Sure, I was moved to sing along to the new film’s revival of “The Rainbow Connection”, but that warm moment also underscored how the few new tunes in this film (along with the slew of extremely tired classic rock needle-drops throughout, including, yes, “Bad to the Bone”) simply fail to measure up to the unabashed lyrical depth and musical craftsmanship that Paul Williams brought to the table way back when. By the time The Muppets opts to go out on a montage of “Mah Na Mah Na” over the end credits, one can’t help but wonder if, amid all this fun, we’re actually riding the nostalgia train into Muppet oblivion.

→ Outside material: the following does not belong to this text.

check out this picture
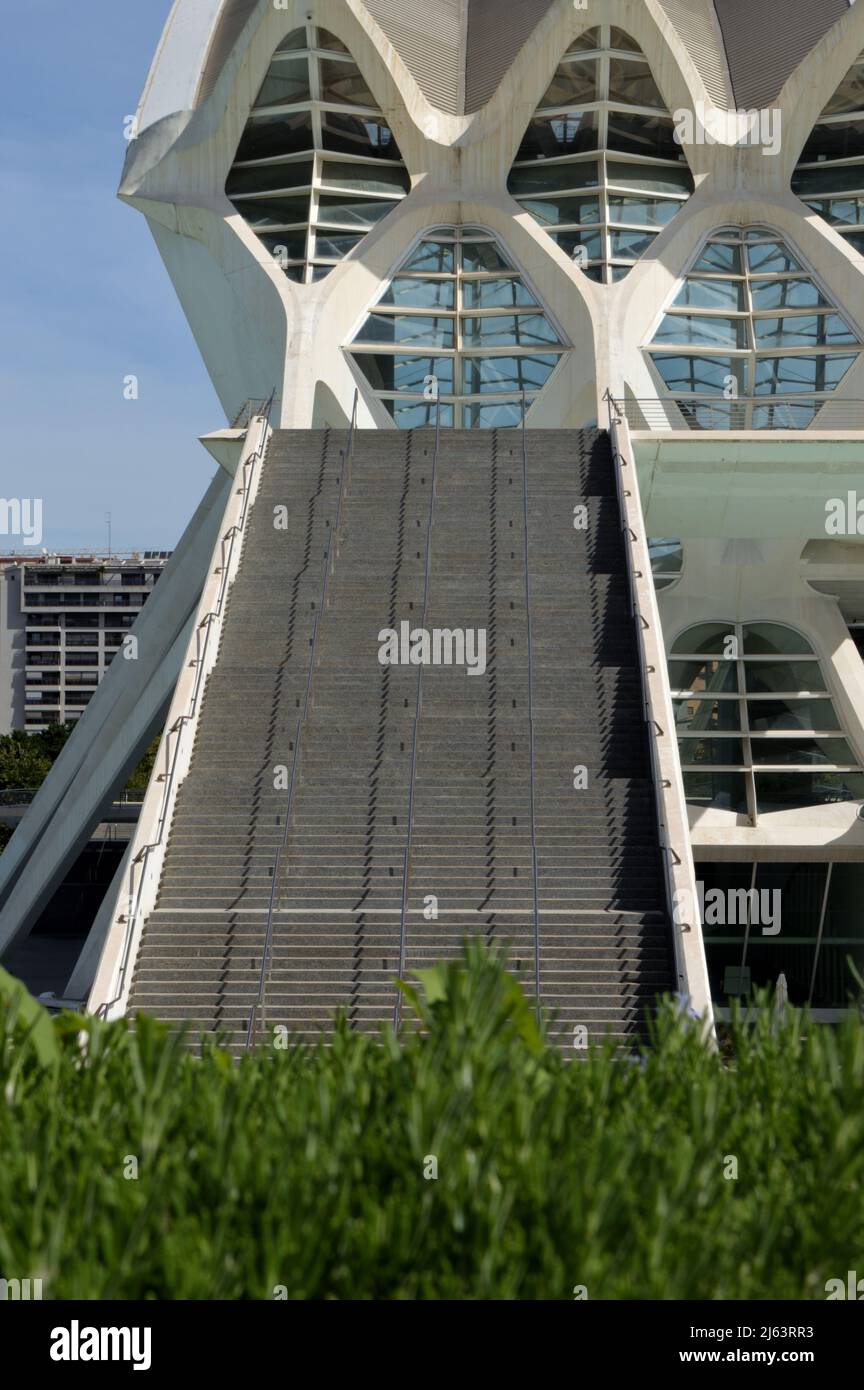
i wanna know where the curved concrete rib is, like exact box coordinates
[0,464,234,959]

Most of the core plot is a direct rehash of It’s a Very Merry Muppet Christmas Movie, a film that is to The Muppets what Michael Mann’s TV movie L.A. Takedown is to his feature crime epic Heat. In both films, the Muppet Theater is in danger of being demolished when a ruthless business tycoon (a hilarious Joan Cusack in the former, a rappin’ Chris Cooper now) ends up owning the place. The Muppets must rally together, clearing away the cobwebs of the past, and do a big show to save it. Muppet Christmas deviates heavily by focusing on Kermit’s crisis of confidence via a prolonged It’s A Wonderful Life segment – a portion of that otherwise overly cornball film that actually elevates it, even if it is a familiar retread of Frank Capra. The Muppets, whether intentionally or not, is a familiar retread of the rest of A Very Muppet Christmas – right down to guest appearances by Whoopi Goldberg (a human Muppet if there ever was one).

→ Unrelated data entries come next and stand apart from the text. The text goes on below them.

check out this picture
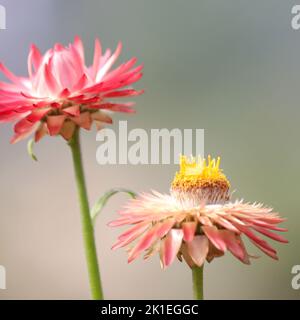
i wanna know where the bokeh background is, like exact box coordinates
[0,0,299,299]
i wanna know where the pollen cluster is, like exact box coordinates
[171,155,230,204]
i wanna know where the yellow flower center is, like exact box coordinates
[171,155,230,204]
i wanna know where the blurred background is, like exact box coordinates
[0,0,299,299]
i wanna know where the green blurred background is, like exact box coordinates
[0,0,299,299]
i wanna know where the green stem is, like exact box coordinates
[192,265,204,300]
[69,129,103,300]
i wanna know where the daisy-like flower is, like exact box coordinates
[109,155,288,269]
[0,36,143,143]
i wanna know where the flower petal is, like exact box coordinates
[60,120,76,140]
[103,89,144,98]
[47,115,66,136]
[11,121,39,144]
[35,122,48,142]
[27,44,42,78]
[180,242,196,268]
[96,42,122,82]
[91,111,113,124]
[198,215,213,226]
[91,38,102,79]
[187,235,209,267]
[73,36,85,63]
[62,105,80,117]
[27,107,52,122]
[182,221,197,242]
[214,216,240,233]
[160,229,184,268]
[71,112,91,130]
[128,223,162,263]
[156,219,176,238]
[99,102,136,113]
[202,225,227,252]
[252,226,288,243]
[206,241,224,263]
[112,222,149,250]
[221,231,250,264]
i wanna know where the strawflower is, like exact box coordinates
[0,36,143,143]
[0,37,143,299]
[109,155,288,299]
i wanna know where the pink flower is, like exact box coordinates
[109,156,288,268]
[0,37,143,143]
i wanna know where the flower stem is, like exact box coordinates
[69,129,103,300]
[192,265,204,300]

Like Scream 4 earlier this year, The Muppets, unable to decide if it’s a sequel or a reboot, ends up being a precarious version of both. The agreeably fun (and somewhat meta) story of Kermit, Fozzie, Miss Piggy and company returning from obscurity for a new shot at the big time keeps getting stopped in favor of more time spent with Segel (in wide-eyed doughboy mode all the way) and Walter (who logically should’ve been the central character in the story instead of Segel, but instead his part is yet more regrettable deadweight). Including Amy Adams as a star of a Muppet movie is a perfect no-brainer; too bad she doesn’t get to do anything in this one. While Adams’ presence is wasted, Segel’s utter lack of dancing ability is painfully obvious in the big musical numbers he’s placed himself at the center of. Disney, taking no chances with The Muppets, and unable to ever decline a chance at crass cross-promotion, trots out Disney Channel stars for cameos, and dresses numerous background signage with distracting Cars 2 and Winnie the Pooh imagery. (Hey everyone, guess what’s new on Disney DVD??)
All that said and endured, you will still love The Muppets. Heck, not all the new music is forgettable – Kermit’s new tune “I Haven’t Seen the Old Gang” tugs the heartstrings just as it should. Sharp-eyed fans will notice a lot of obscure Muppets we haven’t seen in a long time. Do go see this film – you’ll be voting at the box office for more Muppet movies. And who knows, maybe those will be better. The old gang is a little worn here, and Disney’s choice of celebrity mending may not be the best, but it’s still great to see the classic Muppets movin’ right along again.